Cruise trade group lauds permanent ban of large ships in Venice

Large ships no longer can cruise the Guidecca Canal.
Large ships no longer can cruise the Guidecca Canal. Photo Credit: Don Mammoser/Shutterstock

CLIA said the recent move of permanently banning large cruise large ships from transiting through the heart of Venice is a step forward for the industry. The previous ban of large ships was temporary.

The decision, made by a government panel called the Comitatone, will set up a docking area in nearby Marghera for ships larger than 98,000 gross tons.

"CLIA welcomes the decision of the Comitatone, which meets our twin goals of the long-term protection of Venice's heritage and an assured future for the valuable cruise economy of Venice and the Adriatic," CLIA said. "We are very happy that the authorities have confirmed our long-held belief in the viability of the Vittorio Emanuele channel, which will allow larger ships to avoid the San Marco entry, and also the longer-term Marghera solution."

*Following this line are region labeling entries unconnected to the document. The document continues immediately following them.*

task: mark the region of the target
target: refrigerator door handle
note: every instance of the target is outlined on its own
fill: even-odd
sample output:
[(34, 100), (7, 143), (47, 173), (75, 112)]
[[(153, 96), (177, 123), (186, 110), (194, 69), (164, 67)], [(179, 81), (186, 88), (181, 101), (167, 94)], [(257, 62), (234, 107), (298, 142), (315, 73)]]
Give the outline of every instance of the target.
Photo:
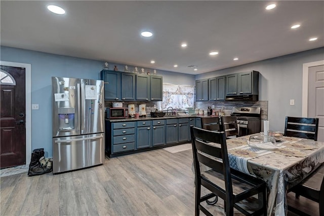
[(103, 138), (103, 135), (101, 135), (100, 136), (92, 136), (91, 137), (87, 137), (87, 138), (76, 138), (75, 139), (66, 139), (63, 140), (55, 140), (54, 141), (54, 142), (56, 143), (62, 143), (62, 142), (71, 142), (74, 141), (86, 140), (88, 139), (100, 139), (101, 138)]
[[(81, 113), (80, 113), (80, 107), (81, 107), (81, 101), (81, 101), (81, 97), (80, 97), (81, 94), (80, 94), (80, 84), (79, 83), (78, 83), (77, 84), (76, 84), (76, 87), (77, 87), (77, 95), (78, 95), (78, 99), (77, 99), (77, 113), (79, 114), (79, 116), (82, 116), (82, 114)], [(84, 123), (83, 118), (80, 118), (80, 120), (79, 121), (81, 122), (81, 128), (80, 128), (80, 130), (82, 130), (85, 128), (85, 125), (84, 125)]]

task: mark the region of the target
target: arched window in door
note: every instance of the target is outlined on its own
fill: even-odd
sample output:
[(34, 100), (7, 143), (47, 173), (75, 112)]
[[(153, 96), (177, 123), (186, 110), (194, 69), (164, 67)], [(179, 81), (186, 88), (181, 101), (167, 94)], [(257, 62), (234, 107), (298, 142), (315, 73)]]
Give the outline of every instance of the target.
[(0, 85), (16, 85), (16, 81), (11, 75), (4, 70), (0, 70)]

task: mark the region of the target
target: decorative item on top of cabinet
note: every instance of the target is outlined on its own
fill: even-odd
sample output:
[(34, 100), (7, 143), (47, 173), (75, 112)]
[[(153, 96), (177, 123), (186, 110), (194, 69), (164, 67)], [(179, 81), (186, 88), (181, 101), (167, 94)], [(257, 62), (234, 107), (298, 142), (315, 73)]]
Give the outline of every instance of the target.
[(139, 113), (140, 117), (146, 116), (146, 109), (145, 106), (145, 104), (139, 105), (138, 112)]
[(105, 70), (109, 69), (109, 64), (108, 64), (108, 62), (105, 62), (105, 68), (104, 68), (104, 69)]

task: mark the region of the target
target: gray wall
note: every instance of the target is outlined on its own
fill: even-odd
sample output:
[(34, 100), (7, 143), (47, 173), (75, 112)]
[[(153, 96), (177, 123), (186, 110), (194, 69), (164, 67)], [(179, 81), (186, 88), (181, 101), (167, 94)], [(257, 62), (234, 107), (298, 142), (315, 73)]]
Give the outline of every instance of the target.
[[(52, 77), (75, 77), (99, 79), (104, 62), (100, 61), (54, 55), (40, 52), (0, 47), (1, 60), (31, 64), (31, 103), (38, 104), (39, 109), (32, 110), (32, 149), (44, 148), (46, 155), (52, 150)], [(109, 69), (117, 65), (124, 71), (124, 65), (109, 62)], [(134, 66), (128, 65), (130, 71)], [(140, 71), (140, 65), (137, 65)], [(144, 68), (145, 71), (147, 68)], [(153, 69), (150, 69), (151, 73)], [(195, 77), (184, 74), (157, 70), (163, 82), (194, 86)], [(31, 105), (31, 104), (30, 104)]]
[[(284, 131), (286, 116), (302, 116), (303, 64), (324, 60), (324, 47), (196, 76), (196, 80), (254, 70), (260, 72), (259, 99), (268, 101), (270, 128)], [(295, 105), (290, 100), (295, 99)]]

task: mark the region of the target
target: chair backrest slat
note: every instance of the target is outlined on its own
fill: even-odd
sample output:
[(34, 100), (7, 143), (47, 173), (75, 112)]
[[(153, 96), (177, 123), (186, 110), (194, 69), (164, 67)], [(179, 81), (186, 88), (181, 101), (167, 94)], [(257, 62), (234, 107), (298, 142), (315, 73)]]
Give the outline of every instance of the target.
[(197, 139), (196, 139), (195, 143), (196, 148), (197, 150), (208, 154), (213, 157), (220, 159), (222, 158), (222, 152), (220, 148), (212, 146), (210, 145), (206, 145), (206, 143), (204, 141)]
[(199, 153), (197, 154), (197, 156), (198, 161), (199, 161), (200, 163), (211, 168), (217, 172), (224, 174), (223, 163), (220, 161), (213, 160)]
[(285, 136), (317, 140), (318, 119), (287, 116)]

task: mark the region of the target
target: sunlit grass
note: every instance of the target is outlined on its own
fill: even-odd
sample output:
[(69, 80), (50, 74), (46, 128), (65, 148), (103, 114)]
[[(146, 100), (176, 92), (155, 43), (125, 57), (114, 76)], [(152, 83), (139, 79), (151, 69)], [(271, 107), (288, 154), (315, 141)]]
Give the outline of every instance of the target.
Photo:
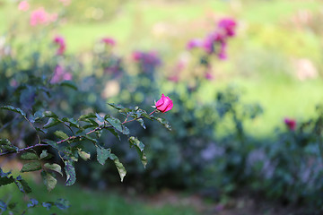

The decision, and CLIA's endorsement, seems to settle the controversy that has plagued the cruise industry in Venice for several years. Activists had mounted protests against large ships, particularly their use of a route through San Marco and the Giudecca Canal to reach the established Venice passenger terminal. That route will now be open only to smaller cruise ships.

Marghera is an industrial area about 15 minutes from Venice proper. Building a suitable terminal there is expected to take four years.